Combemale believes the data could make a “huge difference” to the perception and evaluation of direct mail as a marketing channel.
The latest Bellwether data from the IPA and IHS Markit shows a net balance of 4.5% of marketers revising down budgets for direct marketing during the fourth quarter of 2017. However, a net 16.7% predict a budget increase in 2018.
“If you know that your particular audience in, say, a financial service or automotive category is reaching 1.2 people per household an average of 4.4 times – but historically you have evaluated one catalogue, mailing or brochure through the letterbox as one eyeball – then obviously your understanding of the value of the channel changes quite a bit,” Combemale tells Marketing Week. “There is no channel that is bought and sold on its circulation data; they’re bought and sold on their audience data.”
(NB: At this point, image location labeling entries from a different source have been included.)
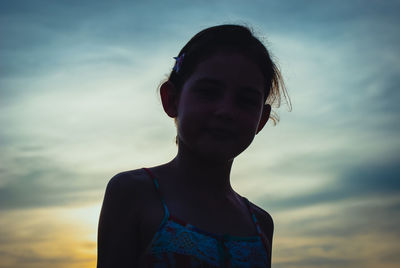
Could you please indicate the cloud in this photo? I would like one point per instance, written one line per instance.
(367, 180)
(33, 182)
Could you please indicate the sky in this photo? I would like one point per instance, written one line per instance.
(79, 103)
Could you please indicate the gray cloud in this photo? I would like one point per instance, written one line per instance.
(39, 182)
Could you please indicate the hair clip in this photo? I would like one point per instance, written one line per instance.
(178, 62)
JICMail’s new data will be made available for free for the first six months, after which the body will introduce subscriptions for the quarterly reports. These have yet to be priced, but will be benchmarked against JIC data in other channels, according to Combemale. This means reports are likely to be “less expensive than BARB and more similar to outdoor, radio and so on”.
Every campaign will have a unique code, meaning it is technically possible to drill down to campaign-level data, although Combemale says the granularity of the data releases has not been determined yet.
But he adds: “All the methodologies have been put in place across the postal industry to track each mailing and what each household is getting, so then you’ll be able to know share of voice, which is available for all the other media channels as well, by brand and by category. So if you’re an automotive brand, you’ll be able to know what Volvo, Honda and everyone are doing and compare your share of voice to your share of market.”
JICMail has already been running its audience panel for six months, and accompanied its official launch with a report on the key insights from the research so far. Among them is the finding that 51% of all mail is read immediately with a further 19% followed up on later, while 21% of it prompts an action such as a purchase, website visit or store visit.
Combemale admits the launch of JICMail is overdue, but says historically it has been difficult to design a research methodology that meets the standard expected.
“Any objective audience measurement is overdue if it doesn’t already exist. The only one outstanding after mail will be independent verification of online audiences.”